Nein, man muss das Paket selber von der offiziellen Seite herunter laden und da ist es eben nicht mehr erhältlich. Nur noch die Version 7.2 welche auch wie im Artikel beschrieben teilweise weniger Funktionen bietet.

 *Quote:*   

>  # emerge truecrypt
> 
> Calculating dependencies... done!
> 
> >>> Verifying ebuild manifests
> ...

 

Daher zeigte ich nur spontan Interesse an dieser Version. TrueCrypt selber habe ich zwar nicht im Einsatz. Aber bevor es keine Version oder Alternative mehr gibt wollte ich zumindest ein Backup haben.

Laut einem neuen Artikel hat der Entwickler wohl kein Interesse mehr an dem Projekt...:

http://www.heise.de/newsticker/meldung/Ende-von-Truecrypt-Entwickler-hat-angeblich-Interesse-verloren-2211228.html

----------

## fuchur

 *ChrisJumper wrote:*   

> Nein, man muss das Paket selber von der offiziellen Seite herunter laden und da ist es eben nicht mehr erhältlich. Nur noch die Version 7.2 welche auch wie im Artikel beschrieben teilweise weniger Funktionen bietet.
> 
>  *Quote:*    # emerge truecrypt
> 
> Calculating dependencies... done!
> ...

 

Ok. Sorry hatte nur mit eix nachgeschaut

 *Quote:*   

> Laut einem neuen Artikel hat der Entwickler wohl kein Interesse mehr an dem Projekt...:
> 
> http://www.heise.de/newsticker/meldung/Ende-von-Truecrypt-Entwickler-hat-angeblich-Interesse-verloren-2211228.html

 

Nichts genaues weiß man nicht. Wenn man von irgend einer Behörde eine Pistole an den Kopf gehalten bekommt können sich die "Freizeitbeschäftigungen"

schon ändern, gab es schon öfter ....

MfG

----------

## tazinblack

Tja, sieht so aus, als ob die Cryptowars in eine neue Runde gehen.

Wieso wird so Zeugs nicht einfach auf europäischem Boden (weiter-)entwickelt?

Gibts denn hier kein KnowHow dafür?

----------

## ChrisJumper

Problematisch. Die wirklichen Urheber stehen unbekannt im Hintergrund. Ein möglicher Sprecher handelt aktuell fragwürdig. Will jemand Zeit in eine Codebasis investieren wenn nicht sicher ist ob später jemand mit einem Koffer voller Urheber-Beweise kommt und diese neue Entwicklung beklagt.

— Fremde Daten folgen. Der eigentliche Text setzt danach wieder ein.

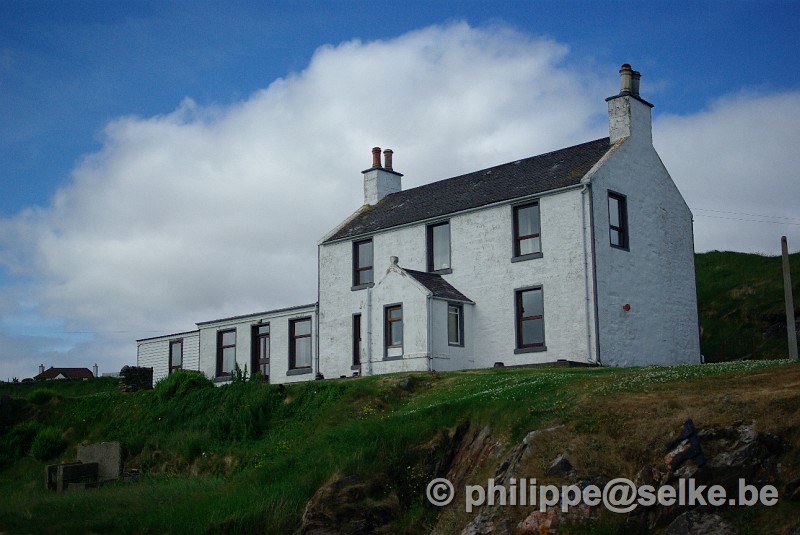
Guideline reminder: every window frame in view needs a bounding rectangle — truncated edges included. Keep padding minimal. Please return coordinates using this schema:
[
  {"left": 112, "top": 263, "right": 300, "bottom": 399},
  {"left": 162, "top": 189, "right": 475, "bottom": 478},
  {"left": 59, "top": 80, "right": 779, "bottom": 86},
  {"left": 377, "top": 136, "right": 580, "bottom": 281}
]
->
[
  {"left": 351, "top": 238, "right": 375, "bottom": 290},
  {"left": 168, "top": 338, "right": 183, "bottom": 373},
  {"left": 447, "top": 303, "right": 464, "bottom": 347},
  {"left": 216, "top": 327, "right": 238, "bottom": 378},
  {"left": 607, "top": 190, "right": 630, "bottom": 251},
  {"left": 511, "top": 199, "right": 543, "bottom": 262},
  {"left": 425, "top": 219, "right": 453, "bottom": 274},
  {"left": 287, "top": 316, "right": 314, "bottom": 375},
  {"left": 250, "top": 322, "right": 272, "bottom": 382},
  {"left": 514, "top": 285, "right": 547, "bottom": 354},
  {"left": 383, "top": 303, "right": 405, "bottom": 359}
]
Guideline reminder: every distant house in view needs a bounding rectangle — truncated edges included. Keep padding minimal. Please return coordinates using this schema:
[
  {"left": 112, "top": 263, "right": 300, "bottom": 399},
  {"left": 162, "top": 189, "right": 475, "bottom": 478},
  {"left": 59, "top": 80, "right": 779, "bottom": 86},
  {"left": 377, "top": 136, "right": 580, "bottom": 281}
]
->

Vielleicht ist auch all das nur ein großer Bluff. Es ist seltsam. Den Code selbst würde ich noch nicht direkt als Unsicher bezeichnen. Er ist auch noch relativ offen und es lassen sich Probleme Patchen wenn welche gefunden werden.

Andererseits klingt die Position auch plausibel eine Warnung auszusprechen wenn man sich das Heartbleed Desaster anschaut. Nicht nur nach Ed. Sn., schon vorher gab es im Rahmen der Wikileaks Hinweise darauf wie gefährlich es sein kann wenn sich jemand auf Crypto-Software verlässt und diese dann doch ein Problem hat. Anders als auf der Offiziellen Seite halte ich Bitlocker aber eben nicht für eine Alternative. Somit das ich selbst nach einem Audit diese Software verwenden würde wenn ich eines der Features benötige oder unbedingt einen Plattform übergreifenden verschlüsselten Datenträger benötigen würde.

----------

## musv

Nun ja, bei Bitlocker kann man wohl M$ unterstellen, dass die NSA uneingeschränkten Zugriff darauf hat.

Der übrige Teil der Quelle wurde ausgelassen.